Friday, 5 January 2018

Vicious Viscosity

So, what sadist designed this little package?


John Adams, whoevever he be, has a sense of humour.

Gilby and Eddie were, of course, desperate to get involved in this little box of goodies. And, in a titanically bad bit of planning where I had a double play date for Gertie on the last day of the holidays (and I badly needed to mark books and plan lessons), I agreed. Seven plus. Should be fine for a reasonably intelligent eight-year-old and his six-year-old brother, I thought.
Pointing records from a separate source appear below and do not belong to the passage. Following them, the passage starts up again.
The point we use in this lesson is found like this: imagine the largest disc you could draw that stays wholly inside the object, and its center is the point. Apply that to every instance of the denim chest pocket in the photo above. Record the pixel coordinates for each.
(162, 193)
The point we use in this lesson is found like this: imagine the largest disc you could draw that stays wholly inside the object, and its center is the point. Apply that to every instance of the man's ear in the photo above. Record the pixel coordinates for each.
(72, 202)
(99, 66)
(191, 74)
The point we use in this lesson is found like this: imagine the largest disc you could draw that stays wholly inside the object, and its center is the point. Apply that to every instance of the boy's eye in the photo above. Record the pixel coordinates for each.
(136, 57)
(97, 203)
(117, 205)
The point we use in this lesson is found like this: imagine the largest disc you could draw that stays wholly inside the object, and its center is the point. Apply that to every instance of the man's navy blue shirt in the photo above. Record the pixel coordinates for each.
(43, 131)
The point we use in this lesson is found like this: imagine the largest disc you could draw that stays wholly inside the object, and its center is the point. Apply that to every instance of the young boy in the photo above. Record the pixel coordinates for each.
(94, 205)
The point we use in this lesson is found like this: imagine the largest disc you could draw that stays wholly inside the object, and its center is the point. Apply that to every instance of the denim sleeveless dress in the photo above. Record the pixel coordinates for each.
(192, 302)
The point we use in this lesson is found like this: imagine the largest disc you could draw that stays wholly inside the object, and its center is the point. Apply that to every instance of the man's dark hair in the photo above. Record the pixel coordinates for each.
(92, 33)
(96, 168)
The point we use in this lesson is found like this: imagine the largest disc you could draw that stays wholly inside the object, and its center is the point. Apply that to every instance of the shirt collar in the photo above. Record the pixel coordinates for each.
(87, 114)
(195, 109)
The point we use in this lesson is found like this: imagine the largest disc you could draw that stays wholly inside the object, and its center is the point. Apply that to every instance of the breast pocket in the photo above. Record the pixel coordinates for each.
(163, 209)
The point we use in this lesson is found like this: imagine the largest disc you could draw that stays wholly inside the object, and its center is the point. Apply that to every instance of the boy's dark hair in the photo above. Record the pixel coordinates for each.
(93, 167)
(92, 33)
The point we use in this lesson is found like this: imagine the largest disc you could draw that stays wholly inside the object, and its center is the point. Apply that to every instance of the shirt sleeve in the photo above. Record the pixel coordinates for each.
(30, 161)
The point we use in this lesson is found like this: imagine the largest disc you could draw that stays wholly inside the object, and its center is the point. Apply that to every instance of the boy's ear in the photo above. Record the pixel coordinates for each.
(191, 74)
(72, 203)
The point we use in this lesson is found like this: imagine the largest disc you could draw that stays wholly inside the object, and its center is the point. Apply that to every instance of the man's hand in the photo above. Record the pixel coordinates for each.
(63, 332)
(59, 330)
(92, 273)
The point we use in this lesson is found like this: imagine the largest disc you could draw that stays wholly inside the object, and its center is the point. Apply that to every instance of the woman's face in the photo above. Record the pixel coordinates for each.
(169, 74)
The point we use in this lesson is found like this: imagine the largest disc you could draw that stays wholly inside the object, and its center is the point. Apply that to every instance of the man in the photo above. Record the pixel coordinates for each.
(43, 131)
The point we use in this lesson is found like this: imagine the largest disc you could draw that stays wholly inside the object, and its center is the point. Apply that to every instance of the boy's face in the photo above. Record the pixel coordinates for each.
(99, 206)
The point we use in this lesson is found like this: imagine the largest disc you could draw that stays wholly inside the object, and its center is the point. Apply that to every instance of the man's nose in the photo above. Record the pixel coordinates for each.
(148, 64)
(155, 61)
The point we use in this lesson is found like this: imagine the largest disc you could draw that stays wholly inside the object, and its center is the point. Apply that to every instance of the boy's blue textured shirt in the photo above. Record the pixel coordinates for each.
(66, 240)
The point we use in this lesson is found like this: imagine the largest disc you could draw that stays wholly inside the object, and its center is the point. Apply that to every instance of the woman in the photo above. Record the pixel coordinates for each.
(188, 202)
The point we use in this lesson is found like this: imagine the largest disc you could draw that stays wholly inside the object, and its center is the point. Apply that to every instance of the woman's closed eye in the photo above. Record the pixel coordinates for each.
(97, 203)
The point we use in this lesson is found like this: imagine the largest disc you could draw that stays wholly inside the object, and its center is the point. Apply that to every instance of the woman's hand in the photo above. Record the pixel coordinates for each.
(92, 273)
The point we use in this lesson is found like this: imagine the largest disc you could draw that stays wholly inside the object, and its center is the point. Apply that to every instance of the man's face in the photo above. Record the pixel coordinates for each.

How bad can it be? 

Now, I should know by now, that whenever I cheerfully have the 'how bad can it be?' thought, the answer is always, 'Very bad indeed'. I had, of course, neglected to notice that the large '7+' on the box actually had an 'under adult supervision' tag line in the instructions themselves.

Thus far we have fart-powder, snot and tears (though I don't think tears were actually one of the chemical compounds). Not to mention one ruined carpet, towel and washing up sponge. That snot is viscous. Not to mention vicious. And there are still far too many pots and potions and unused things left over for my liking.

Eddie's cuteness whilst wearing the safety goggles, and Gilby's earnestness in correctly following the instructions, are the only reasons they remain alive today.